I saw the daily prompt when I woke up and took some time to think about what I wanted to express. I refused to skip writing because I did make a commitment to myself to post everyday for one full week.
Now commitment can be a word or thought that makes people nervous or even turn away. I am not going to lie, I used to be one of those people. Everyone goes through bad break ups or has been hurt by someone at some point in their life. It can make the idea of future relationships temporarily disappear from the mind.
One night I came home to my four best friends mixing music and dancing with a drink in their hand. I quickly noticed a handsome face I never saw before. I was immediately drawn to him and had even asked my housemates who he was. (I learned later on that he had the same reaction) That was over a year ago and now I am laying in bed writing this blog post while he lays beside me in our apartment that we share together.
In all honesty I struggled to commit in the beginning, because I was scared of someone getting hurt.

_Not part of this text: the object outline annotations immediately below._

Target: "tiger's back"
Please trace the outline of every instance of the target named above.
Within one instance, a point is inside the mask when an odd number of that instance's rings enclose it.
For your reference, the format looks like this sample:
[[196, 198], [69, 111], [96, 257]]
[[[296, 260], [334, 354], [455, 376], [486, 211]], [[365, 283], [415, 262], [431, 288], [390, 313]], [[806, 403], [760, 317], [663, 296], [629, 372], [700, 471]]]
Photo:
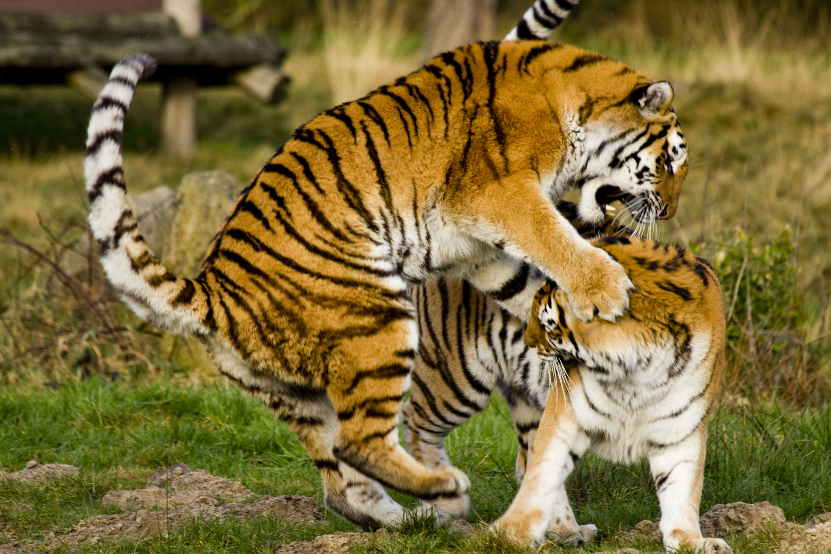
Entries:
[[596, 452], [631, 463], [683, 440], [709, 414], [725, 361], [723, 296], [708, 262], [686, 248], [637, 237], [592, 242], [627, 268], [629, 311], [614, 323], [576, 320], [548, 283], [525, 341], [578, 364], [569, 399], [581, 428]]
[[[703, 470], [706, 420], [724, 365], [724, 305], [718, 279], [706, 260], [686, 248], [631, 236], [611, 217], [597, 227], [587, 226], [573, 206], [558, 207], [584, 235], [605, 235], [591, 242], [632, 278], [636, 290], [629, 310], [615, 322], [597, 318], [584, 322], [575, 317], [567, 296], [548, 282], [538, 292], [525, 326], [461, 280], [420, 287], [414, 295], [424, 317], [419, 320], [422, 337], [412, 397], [405, 408], [411, 449], [425, 463], [449, 463], [444, 437], [484, 409], [489, 393], [499, 388], [514, 419], [519, 442], [517, 476], [524, 483], [534, 457], [540, 456], [534, 444], [557, 434], [556, 427], [540, 427], [543, 408], [551, 411], [552, 399], [567, 390], [559, 397], [559, 408], [570, 406], [575, 429], [585, 440], [566, 450], [564, 465], [573, 466], [587, 448], [622, 463], [652, 457], [658, 460], [656, 486], [659, 495], [666, 496], [673, 465], [661, 466], [661, 453], [686, 449], [684, 455], [695, 466], [693, 477], [686, 478], [689, 490], [673, 494], [697, 510], [701, 481], [695, 475]], [[448, 329], [445, 336], [436, 331], [443, 328]], [[523, 328], [524, 341], [519, 339]], [[557, 394], [549, 393], [552, 383], [558, 384]], [[549, 475], [552, 469], [548, 464], [538, 473]], [[524, 498], [521, 488], [499, 526], [534, 542], [545, 532], [563, 542], [593, 537], [593, 526], [577, 524], [563, 487], [546, 488], [538, 475], [531, 477], [537, 483], [526, 485], [526, 492], [536, 487], [546, 493]], [[442, 510], [466, 512], [464, 499], [435, 503]], [[550, 509], [536, 511], [546, 503]], [[661, 506], [664, 509], [663, 499]], [[689, 510], [680, 512], [690, 521], [676, 522], [667, 531], [666, 543], [695, 547], [696, 541], [705, 541], [697, 511], [695, 517]], [[667, 513], [671, 521], [668, 508]], [[535, 530], [526, 525], [534, 521]], [[720, 539], [706, 541], [711, 542], [706, 552], [728, 552], [719, 550]]]

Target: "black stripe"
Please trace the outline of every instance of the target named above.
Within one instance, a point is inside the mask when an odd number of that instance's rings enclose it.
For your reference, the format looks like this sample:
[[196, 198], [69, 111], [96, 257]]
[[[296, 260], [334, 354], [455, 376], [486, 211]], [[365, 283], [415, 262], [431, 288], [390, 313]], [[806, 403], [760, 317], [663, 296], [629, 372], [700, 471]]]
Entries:
[[442, 61], [453, 68], [453, 71], [456, 74], [456, 78], [459, 79], [459, 84], [462, 86], [462, 101], [466, 101], [470, 96], [470, 93], [473, 91], [473, 84], [469, 83], [465, 80], [465, 76], [462, 75], [462, 66], [458, 61], [456, 61], [452, 51], [445, 52], [440, 57]]
[[517, 38], [524, 41], [534, 41], [538, 39], [543, 39], [545, 37], [538, 37], [531, 31], [531, 27], [528, 26], [525, 22], [525, 19], [523, 18], [517, 24]]
[[343, 174], [343, 171], [341, 169], [341, 156], [338, 154], [337, 149], [335, 147], [335, 143], [332, 138], [327, 135], [324, 131], [318, 131], [321, 137], [327, 144], [326, 153], [329, 158], [329, 163], [332, 164], [332, 171], [335, 173], [335, 178], [337, 179], [337, 186], [338, 192], [343, 196], [343, 199], [349, 204], [349, 207], [355, 210], [358, 215], [364, 220], [366, 227], [373, 232], [378, 231], [378, 225], [375, 223], [372, 214], [369, 213], [366, 207], [363, 203], [363, 199], [361, 197], [361, 192], [355, 188], [355, 186], [347, 179], [346, 176]]
[[208, 283], [202, 279], [196, 279], [195, 282], [202, 288], [202, 292], [205, 295], [205, 304], [208, 306], [208, 313], [202, 318], [202, 325], [212, 331], [216, 330], [216, 320], [214, 319], [214, 305], [209, 294]]
[[570, 71], [576, 71], [583, 67], [593, 66], [596, 63], [605, 61], [606, 60], [608, 60], [608, 58], [605, 56], [601, 56], [600, 54], [584, 54], [583, 56], [578, 56], [574, 59], [574, 61], [572, 62], [572, 65], [563, 70], [563, 72], [568, 73]]
[[[405, 101], [403, 98], [396, 95], [395, 92], [391, 92], [389, 90], [389, 88], [386, 87], [386, 86], [381, 86], [380, 89], [378, 89], [378, 94], [382, 94], [384, 96], [389, 96], [392, 100], [396, 101], [396, 102], [398, 103], [398, 105], [400, 105], [401, 109], [404, 110], [404, 111], [407, 112], [407, 115], [410, 115], [411, 119], [412, 119], [413, 120], [413, 132], [416, 133], [416, 136], [417, 137], [418, 120], [416, 119], [416, 114], [413, 113], [413, 110], [410, 108], [410, 105], [407, 104], [406, 101]], [[407, 135], [409, 135], [409, 134], [410, 131], [407, 130]]]
[[[445, 418], [444, 414], [439, 410], [439, 407], [435, 404], [435, 396], [433, 395], [432, 391], [430, 391], [430, 390], [427, 387], [426, 383], [421, 380], [421, 377], [419, 375], [417, 372], [416, 371], [412, 372], [412, 375], [411, 375], [411, 380], [412, 380], [413, 385], [417, 386], [419, 390], [421, 391], [421, 394], [424, 395], [425, 400], [427, 402], [427, 407], [430, 408], [430, 410], [433, 412], [433, 414], [435, 415], [435, 417], [440, 421], [448, 425], [450, 429], [454, 429], [459, 425], [458, 423], [455, 423]], [[411, 400], [411, 403], [413, 403], [413, 400]], [[420, 408], [420, 406], [418, 407]], [[421, 410], [424, 411], [424, 409], [421, 408]], [[425, 412], [422, 414], [422, 417], [427, 421], [429, 421], [431, 425], [439, 427], [439, 425], [435, 422], [434, 422], [430, 417], [427, 416], [426, 412]]]
[[297, 152], [289, 152], [288, 154], [294, 158], [295, 161], [300, 164], [300, 167], [303, 169], [303, 177], [306, 178], [306, 180], [311, 183], [322, 196], [326, 196], [326, 192], [320, 188], [319, 184], [317, 184], [317, 179], [312, 172], [312, 166], [309, 165], [308, 160]]
[[524, 71], [525, 73], [530, 75], [530, 73], [528, 71], [529, 65], [530, 65], [530, 63], [534, 61], [535, 59], [537, 59], [537, 57], [538, 57], [539, 56], [542, 56], [545, 52], [551, 51], [553, 48], [553, 45], [543, 44], [542, 46], [534, 47], [534, 48], [529, 50], [528, 53], [523, 57], [523, 61], [522, 61], [523, 71]]
[[409, 365], [402, 365], [401, 364], [387, 364], [386, 365], [381, 365], [374, 370], [364, 370], [361, 371], [356, 371], [355, 373], [355, 377], [352, 378], [352, 382], [350, 383], [349, 386], [343, 391], [345, 394], [349, 394], [355, 388], [361, 384], [364, 379], [394, 379], [396, 377], [406, 377], [410, 375], [411, 368]]
[[101, 187], [107, 184], [116, 186], [121, 190], [126, 190], [126, 185], [124, 182], [124, 168], [119, 165], [98, 175], [92, 189], [87, 193], [91, 205], [101, 196]]
[[338, 105], [334, 108], [332, 108], [331, 110], [327, 110], [327, 111], [324, 111], [323, 114], [326, 115], [329, 115], [331, 117], [334, 117], [337, 120], [339, 120], [342, 123], [347, 125], [347, 129], [348, 129], [349, 132], [352, 133], [352, 140], [357, 140], [357, 135], [356, 134], [355, 131], [355, 125], [352, 124], [352, 118], [351, 118], [349, 115], [347, 115], [346, 110], [343, 109], [342, 105]]
[[384, 140], [386, 141], [386, 145], [392, 148], [392, 145], [390, 143], [390, 130], [386, 128], [386, 122], [384, 121], [384, 118], [381, 116], [378, 110], [375, 107], [367, 102], [358, 101], [358, 105], [363, 108], [364, 113], [366, 116], [372, 120], [372, 122], [378, 125], [381, 129], [381, 132], [384, 134]]
[[332, 224], [323, 213], [323, 210], [322, 210], [320, 206], [317, 205], [317, 203], [312, 199], [312, 197], [309, 196], [300, 186], [300, 184], [297, 182], [297, 176], [294, 174], [294, 172], [283, 164], [266, 164], [263, 168], [263, 173], [277, 173], [283, 177], [290, 179], [292, 180], [292, 185], [294, 187], [297, 194], [300, 195], [300, 198], [302, 199], [303, 203], [306, 204], [306, 208], [312, 214], [312, 217], [314, 218], [315, 221], [320, 223], [323, 228], [331, 233], [338, 240], [342, 240], [344, 243], [354, 242], [352, 238], [345, 235], [343, 232]]
[[528, 284], [529, 270], [529, 265], [524, 262], [519, 267], [519, 271], [514, 277], [504, 283], [499, 290], [488, 292], [488, 296], [499, 302], [504, 302], [519, 294], [525, 290]]
[[105, 140], [112, 140], [120, 149], [121, 131], [116, 129], [111, 129], [110, 130], [96, 135], [96, 138], [92, 140], [90, 145], [86, 147], [86, 155], [89, 156], [97, 152], [98, 149], [101, 148], [101, 144]]
[[314, 464], [317, 469], [337, 471], [337, 462], [334, 462], [332, 460], [314, 460]]
[[[539, 7], [543, 7], [543, 13], [537, 11], [537, 8]], [[551, 13], [551, 12], [544, 9], [544, 3], [542, 2], [534, 2], [534, 6], [531, 7], [531, 15], [534, 17], [534, 21], [549, 31], [559, 25], [562, 21], [553, 13]]]
[[268, 223], [268, 218], [266, 218], [264, 215], [263, 215], [263, 212], [260, 211], [260, 208], [258, 208], [257, 204], [255, 204], [251, 200], [244, 200], [243, 202], [241, 202], [239, 208], [237, 209], [236, 212], [238, 213], [239, 212], [246, 212], [248, 213], [250, 213], [252, 216], [253, 216], [255, 219], [260, 222], [260, 224], [262, 224], [263, 227], [268, 229], [272, 233], [274, 232], [274, 230], [271, 228], [271, 223]]
[[[135, 67], [133, 69], [135, 69]], [[121, 85], [125, 85], [130, 88], [133, 89], [134, 91], [135, 90], [135, 86], [138, 85], [138, 81], [133, 81], [132, 79], [129, 79], [127, 77], [122, 77], [120, 76], [110, 77], [109, 79], [107, 79], [106, 82], [107, 85], [109, 85], [110, 83], [120, 83]]]
[[679, 287], [674, 282], [665, 281], [664, 282], [658, 282], [656, 284], [658, 286], [658, 288], [666, 291], [667, 292], [674, 292], [685, 301], [689, 302], [690, 300], [692, 299], [692, 295], [690, 293], [690, 291], [687, 288], [684, 287]]
[[112, 107], [118, 108], [123, 113], [127, 113], [127, 105], [112, 96], [99, 96], [96, 105], [92, 106], [92, 110], [100, 111]]
[[226, 232], [225, 236], [245, 243], [248, 246], [250, 246], [255, 252], [261, 252], [265, 254], [268, 254], [268, 256], [271, 256], [275, 260], [277, 260], [283, 265], [286, 266], [287, 267], [293, 269], [298, 273], [307, 275], [316, 279], [322, 279], [324, 281], [328, 281], [330, 282], [332, 282], [336, 285], [340, 285], [342, 287], [368, 289], [370, 291], [372, 291], [377, 294], [380, 294], [390, 299], [397, 300], [404, 297], [406, 295], [406, 291], [401, 292], [390, 292], [389, 291], [386, 291], [384, 289], [380, 289], [376, 287], [374, 287], [370, 283], [362, 282], [361, 281], [356, 281], [354, 279], [344, 279], [342, 277], [324, 275], [322, 273], [318, 273], [317, 272], [312, 271], [311, 269], [306, 267], [305, 266], [302, 266], [300, 263], [297, 262], [295, 260], [275, 252], [273, 248], [267, 246], [258, 238], [253, 237], [248, 232], [243, 231], [242, 229], [236, 229], [236, 228], [229, 229]]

I had difficulty trusting people and letting my walls down but doing so was the best decision I made. I was never someone who wanted to get married or settle down and people used to always tell me “you say that now, but wait until you are older and meet the right guy.” I would just roll my eyes and shrug it off when really I wanted to tell them to stuff it. Was I ever wrong. My partner and I have talked about getting married and how many kids we want to have in our future. Although we aren’t ready for kids now, we adopted a cat from a shelter in Toronto, ON and have been saving for a puppy.
I never thought I could fall so in love and be so happy with someone that I would want all of these things in my life. I wish we had met sooner but I truly believe everything happens for a reason. Maybe we weren’t ready for each other five years ago, maybe we had to go through the good and bad moments in life to make us who we are today.
My advice to whomever cares to read it – sometimes you have to take risks, even if it scares you. You never want to look back and wonder what could have happened. Even if things don’t go as expected, take it as a learning experience and keep pushing through life because there is always a light at the end of a dark tunnel, even if it’s hard to see sometimes.